Julia's coding blog - Practice makes perfect

From January 2015, she started to practice leetcode questions; she trains herself to stay focus, develops "muscle" memory when she practices those questions one by one. 2015年初, Julia开始参与做Leetcode, 开通自己第一个博客. 刷Leet code的题目, 她看了很多的代码, 每个人那学一点, 也开通Github, 发表自己的代码, 尝试写自己的一些体会. She learns from her favorite sports – tennis, 10,000 serves practice builds up good memory for a great serve. Just keep going.
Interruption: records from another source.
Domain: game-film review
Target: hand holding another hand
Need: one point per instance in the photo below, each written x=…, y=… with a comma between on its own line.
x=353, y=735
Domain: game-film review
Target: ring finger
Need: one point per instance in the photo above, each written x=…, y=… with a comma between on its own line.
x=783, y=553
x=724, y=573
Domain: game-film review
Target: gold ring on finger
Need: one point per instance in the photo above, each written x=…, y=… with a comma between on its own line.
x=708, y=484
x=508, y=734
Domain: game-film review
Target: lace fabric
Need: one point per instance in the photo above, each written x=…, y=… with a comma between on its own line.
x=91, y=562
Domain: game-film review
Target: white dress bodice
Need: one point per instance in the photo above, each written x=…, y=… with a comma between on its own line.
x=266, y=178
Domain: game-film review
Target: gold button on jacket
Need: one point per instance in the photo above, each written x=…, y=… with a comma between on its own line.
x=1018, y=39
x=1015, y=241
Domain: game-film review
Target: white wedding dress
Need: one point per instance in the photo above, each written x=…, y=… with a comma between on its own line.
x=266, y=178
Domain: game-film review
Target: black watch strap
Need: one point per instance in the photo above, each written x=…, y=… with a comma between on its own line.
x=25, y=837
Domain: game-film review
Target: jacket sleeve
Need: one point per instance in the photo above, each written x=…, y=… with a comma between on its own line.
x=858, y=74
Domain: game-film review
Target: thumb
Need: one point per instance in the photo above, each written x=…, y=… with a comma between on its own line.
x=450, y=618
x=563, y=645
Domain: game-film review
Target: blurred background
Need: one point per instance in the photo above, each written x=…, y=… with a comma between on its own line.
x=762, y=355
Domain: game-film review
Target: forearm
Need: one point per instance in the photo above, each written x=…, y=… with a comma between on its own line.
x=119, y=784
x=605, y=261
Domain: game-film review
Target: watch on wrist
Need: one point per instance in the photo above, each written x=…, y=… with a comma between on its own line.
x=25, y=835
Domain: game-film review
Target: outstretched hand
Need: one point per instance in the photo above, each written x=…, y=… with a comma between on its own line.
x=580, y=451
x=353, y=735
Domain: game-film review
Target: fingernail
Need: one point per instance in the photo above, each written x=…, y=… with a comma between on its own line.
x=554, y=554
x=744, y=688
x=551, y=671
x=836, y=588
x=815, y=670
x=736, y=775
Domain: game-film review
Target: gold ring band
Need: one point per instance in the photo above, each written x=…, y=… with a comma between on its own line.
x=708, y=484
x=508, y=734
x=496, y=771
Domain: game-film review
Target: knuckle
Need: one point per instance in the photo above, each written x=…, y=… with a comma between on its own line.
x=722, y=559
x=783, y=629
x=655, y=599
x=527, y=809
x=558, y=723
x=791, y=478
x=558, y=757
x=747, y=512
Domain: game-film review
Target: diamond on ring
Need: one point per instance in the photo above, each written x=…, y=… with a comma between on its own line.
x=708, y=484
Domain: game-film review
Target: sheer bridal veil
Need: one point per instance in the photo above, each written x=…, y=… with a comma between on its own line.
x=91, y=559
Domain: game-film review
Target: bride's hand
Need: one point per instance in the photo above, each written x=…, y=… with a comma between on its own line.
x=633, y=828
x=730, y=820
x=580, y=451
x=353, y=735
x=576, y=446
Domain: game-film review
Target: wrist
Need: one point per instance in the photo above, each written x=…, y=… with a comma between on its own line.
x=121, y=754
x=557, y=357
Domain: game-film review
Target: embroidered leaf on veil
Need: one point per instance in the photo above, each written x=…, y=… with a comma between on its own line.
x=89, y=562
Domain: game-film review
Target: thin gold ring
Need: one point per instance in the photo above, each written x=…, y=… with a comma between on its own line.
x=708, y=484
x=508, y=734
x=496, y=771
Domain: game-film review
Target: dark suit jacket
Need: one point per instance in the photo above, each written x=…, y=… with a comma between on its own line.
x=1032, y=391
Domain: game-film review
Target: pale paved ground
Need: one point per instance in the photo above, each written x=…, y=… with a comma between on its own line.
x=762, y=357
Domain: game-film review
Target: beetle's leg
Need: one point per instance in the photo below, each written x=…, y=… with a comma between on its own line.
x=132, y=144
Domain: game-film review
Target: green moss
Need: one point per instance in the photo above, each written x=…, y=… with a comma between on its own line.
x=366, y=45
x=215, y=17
Hard work beats talent when talent fails to work hard.

Monday, November 6, 2023

329. Longest Increasing Path in a Matrix | My discuss post

Here is the link.

C# | DFS + memorization | Editorial

Nov. 2, 2023

Intuition

I like to write a solution based on the solution provided by Editorial.

Approach

Naive DFS algorithm will have time-out issue, so DFS + memoization should work with TLE.

Complexity

Time complexity:

O(mn).
Each vertex/cell will be calculated once and only once, and each edge will be visited once and only once. The total time complexity is then O(V+E). V is the total number of vertices and E is the total number of edges. In our problem, O(V)=O(mn), O(E)=O(4V)=O(mn).

Space complexity:

O(mn). The cache dominates the space complexity.

Code

public class Solution {
     private static int[][] dirs = new int[][] {new int[]{0, 1}, new int[]{1, 0}, new int[]{0, -1}, new int[]{-1, 0}};
        private int m, n;
        
    public int LongestIncreasingPath(int[][] matrix)
        {
            if (matrix.Length == 0){
                return 0;
            }

            m = matrix.Length; 
            n = matrix[0].Length;

            var cache = new int[m][];
            for (int row = 0; row < m; row++)
            {
                cache[row] = new int[n];
            }

            int ans = 0;
            for (int i = 0; i < m; ++i)
            {
                for (int j = 0; j < n; ++j)
                {
                    ans = Math.Max(ans, dfs(matrix, i, j, cache));
                }
            }

            return ans;
        }

        /// <summary>
        /// What I learned on Nov. 6, 2023:
        /// 1. There is no loop - increasing order - no need to check visited or not
        /// 2. Every node will be visited once - save into cache
        /// 3. Every edge will be checked - each node has four neighbors - 4 * rows * columns
        /// 4. Understand how DFS works for this problem
        /// </summary>
        /// <param name="matrix"></param>
        /// <param name="i"></param>
        /// <param name="j"></param>
        /// <param name="cache"></param>
        /// <returns></returns>
        private int dfs(int[][] matrix, int i, int j, int[][] cache) {
            if (cache[i][j] != 0)
            {
                return cache[i][j];
            }

            foreach (var d in dirs) 
            {
                var x = i + d[0];
                var y = j + d[1];

                if (0 <= x && x < m && 0 <= y && y < n && matrix[x][y] > matrix[i][j])
                {
                    cache[i][j] = Math.Max(cache[i][j], dfs(matrix, x, y, cache));
                }
            }

            return ++cache[i][j];
        }
}